The Internal Revenue Service falsely placed a tax lien on President and Nancy Reagan this year because of a trainee's miscue in Texas, the IRS said yesterday.
Although the error was caught and corrected, the phony lien remains a permanent entry in the agency's computer files, a spokesman added.
As reported by the Kiplinger Tax Letter, an IRS official was demonstrating the agency's electronic lien system during a summer training session in Austin, and used the president's name as an example despite an IRS policy that real names, especially those of VIPs, not be used.
The demonstration caused no problems. But after the class, a trainee, practicing what she had been shown, hit the wrong buttons on her computer and thereby recorded a tax lien against the president at the Travis County courthouse.
IRS spokesman Rod Young confirmed the episode and said the agency has taken steps to see there is no recurrence.
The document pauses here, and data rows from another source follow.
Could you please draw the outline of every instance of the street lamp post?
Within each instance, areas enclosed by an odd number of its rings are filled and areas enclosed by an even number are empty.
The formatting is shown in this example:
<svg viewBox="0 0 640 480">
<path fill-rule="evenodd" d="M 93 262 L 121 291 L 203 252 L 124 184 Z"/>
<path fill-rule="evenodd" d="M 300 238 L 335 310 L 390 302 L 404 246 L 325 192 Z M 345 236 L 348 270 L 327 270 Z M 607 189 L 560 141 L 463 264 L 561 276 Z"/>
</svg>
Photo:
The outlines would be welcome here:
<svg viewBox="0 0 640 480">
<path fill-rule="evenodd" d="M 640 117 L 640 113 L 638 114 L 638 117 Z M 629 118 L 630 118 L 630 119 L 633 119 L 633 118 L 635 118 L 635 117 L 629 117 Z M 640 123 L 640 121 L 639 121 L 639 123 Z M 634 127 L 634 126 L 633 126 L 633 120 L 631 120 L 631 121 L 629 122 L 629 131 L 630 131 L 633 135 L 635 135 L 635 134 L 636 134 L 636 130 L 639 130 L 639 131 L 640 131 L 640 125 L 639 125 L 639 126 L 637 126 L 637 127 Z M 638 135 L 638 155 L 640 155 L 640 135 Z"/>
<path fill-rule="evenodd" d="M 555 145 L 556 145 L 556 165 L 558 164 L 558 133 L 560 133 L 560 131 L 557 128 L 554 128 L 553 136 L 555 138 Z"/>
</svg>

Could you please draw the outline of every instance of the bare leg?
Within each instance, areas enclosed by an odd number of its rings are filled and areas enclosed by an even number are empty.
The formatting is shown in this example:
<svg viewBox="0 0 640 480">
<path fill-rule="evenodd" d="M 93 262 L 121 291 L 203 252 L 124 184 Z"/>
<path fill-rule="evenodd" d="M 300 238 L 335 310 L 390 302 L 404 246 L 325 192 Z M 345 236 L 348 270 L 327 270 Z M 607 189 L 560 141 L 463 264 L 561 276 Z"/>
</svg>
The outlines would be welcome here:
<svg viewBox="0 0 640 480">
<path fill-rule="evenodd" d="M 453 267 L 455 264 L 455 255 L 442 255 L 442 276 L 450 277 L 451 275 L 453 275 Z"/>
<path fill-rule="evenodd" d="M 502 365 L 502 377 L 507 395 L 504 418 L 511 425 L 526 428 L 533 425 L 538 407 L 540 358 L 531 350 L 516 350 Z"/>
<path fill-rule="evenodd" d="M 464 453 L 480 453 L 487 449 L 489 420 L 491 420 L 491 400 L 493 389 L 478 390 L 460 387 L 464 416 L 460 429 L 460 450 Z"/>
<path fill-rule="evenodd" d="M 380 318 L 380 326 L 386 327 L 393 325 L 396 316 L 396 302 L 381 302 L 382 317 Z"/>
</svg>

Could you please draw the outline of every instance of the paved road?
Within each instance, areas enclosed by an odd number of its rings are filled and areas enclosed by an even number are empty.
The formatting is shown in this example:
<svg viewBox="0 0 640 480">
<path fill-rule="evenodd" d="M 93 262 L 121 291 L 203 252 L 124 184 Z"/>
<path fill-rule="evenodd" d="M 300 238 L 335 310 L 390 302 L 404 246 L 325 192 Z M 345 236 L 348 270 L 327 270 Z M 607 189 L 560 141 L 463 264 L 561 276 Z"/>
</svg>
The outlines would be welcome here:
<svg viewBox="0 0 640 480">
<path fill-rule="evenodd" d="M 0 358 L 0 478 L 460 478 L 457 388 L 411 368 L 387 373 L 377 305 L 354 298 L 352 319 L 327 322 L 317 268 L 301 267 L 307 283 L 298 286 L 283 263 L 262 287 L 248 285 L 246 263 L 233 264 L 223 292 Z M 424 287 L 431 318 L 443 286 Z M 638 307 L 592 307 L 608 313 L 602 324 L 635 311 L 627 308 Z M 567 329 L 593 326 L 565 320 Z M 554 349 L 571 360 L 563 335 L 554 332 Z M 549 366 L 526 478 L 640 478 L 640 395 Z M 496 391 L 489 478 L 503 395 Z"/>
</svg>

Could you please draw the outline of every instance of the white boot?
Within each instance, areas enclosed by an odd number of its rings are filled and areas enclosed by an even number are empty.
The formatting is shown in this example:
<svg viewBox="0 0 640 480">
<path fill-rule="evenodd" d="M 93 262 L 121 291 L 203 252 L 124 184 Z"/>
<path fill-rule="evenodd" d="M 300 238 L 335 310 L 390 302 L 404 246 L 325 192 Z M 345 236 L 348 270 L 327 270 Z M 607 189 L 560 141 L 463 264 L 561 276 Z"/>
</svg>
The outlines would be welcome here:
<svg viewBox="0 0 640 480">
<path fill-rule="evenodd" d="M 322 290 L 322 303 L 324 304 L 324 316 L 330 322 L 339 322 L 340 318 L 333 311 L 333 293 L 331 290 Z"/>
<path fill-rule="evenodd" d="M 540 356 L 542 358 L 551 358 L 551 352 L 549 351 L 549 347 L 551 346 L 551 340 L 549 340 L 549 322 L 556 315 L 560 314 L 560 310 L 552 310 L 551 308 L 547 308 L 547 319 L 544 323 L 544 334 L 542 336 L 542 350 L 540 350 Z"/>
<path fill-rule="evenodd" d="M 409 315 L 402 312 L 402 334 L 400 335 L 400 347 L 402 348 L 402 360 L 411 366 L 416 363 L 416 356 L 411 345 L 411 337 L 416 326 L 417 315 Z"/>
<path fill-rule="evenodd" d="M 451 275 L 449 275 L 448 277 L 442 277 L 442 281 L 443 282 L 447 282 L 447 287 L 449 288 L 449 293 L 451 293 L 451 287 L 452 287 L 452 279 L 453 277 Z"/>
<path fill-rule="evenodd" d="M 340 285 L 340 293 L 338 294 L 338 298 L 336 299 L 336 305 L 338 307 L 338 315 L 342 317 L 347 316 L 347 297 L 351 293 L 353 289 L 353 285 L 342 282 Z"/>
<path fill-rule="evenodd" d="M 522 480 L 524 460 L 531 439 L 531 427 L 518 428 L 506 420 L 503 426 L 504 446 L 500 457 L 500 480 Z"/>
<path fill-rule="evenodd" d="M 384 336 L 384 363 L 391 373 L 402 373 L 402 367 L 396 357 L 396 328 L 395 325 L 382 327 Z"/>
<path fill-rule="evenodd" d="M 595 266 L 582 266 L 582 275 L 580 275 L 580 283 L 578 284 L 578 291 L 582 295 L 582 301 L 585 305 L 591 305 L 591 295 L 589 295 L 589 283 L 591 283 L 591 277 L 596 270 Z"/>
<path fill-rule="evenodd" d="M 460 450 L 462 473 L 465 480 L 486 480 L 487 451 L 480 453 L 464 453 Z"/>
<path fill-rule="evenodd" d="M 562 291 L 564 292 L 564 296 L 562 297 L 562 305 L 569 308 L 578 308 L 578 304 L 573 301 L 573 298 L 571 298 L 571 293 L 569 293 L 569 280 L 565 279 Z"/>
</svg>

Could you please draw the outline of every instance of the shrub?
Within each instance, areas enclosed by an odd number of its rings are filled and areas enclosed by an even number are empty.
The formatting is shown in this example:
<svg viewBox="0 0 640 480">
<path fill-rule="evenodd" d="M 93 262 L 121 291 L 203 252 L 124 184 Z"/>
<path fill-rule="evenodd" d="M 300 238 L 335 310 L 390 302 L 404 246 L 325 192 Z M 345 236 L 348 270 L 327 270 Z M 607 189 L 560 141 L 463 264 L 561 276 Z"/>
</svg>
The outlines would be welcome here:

Young pointed out that the "Ronald Reagan" computer entry had been accompanied by a bogus Social Security number and a fictitious address, so the lien "wouldn't have had any effect anyway." While "we took steps immediately to make sure it was rescinded," Young said, "it is true that the 'lien' becomes part of a permanent record."
According to Ellen Murphy, IRS Public Affairs Director: "Pure and simple, this was a mistake made by someone who never had any intention of creating any sort of difficulty."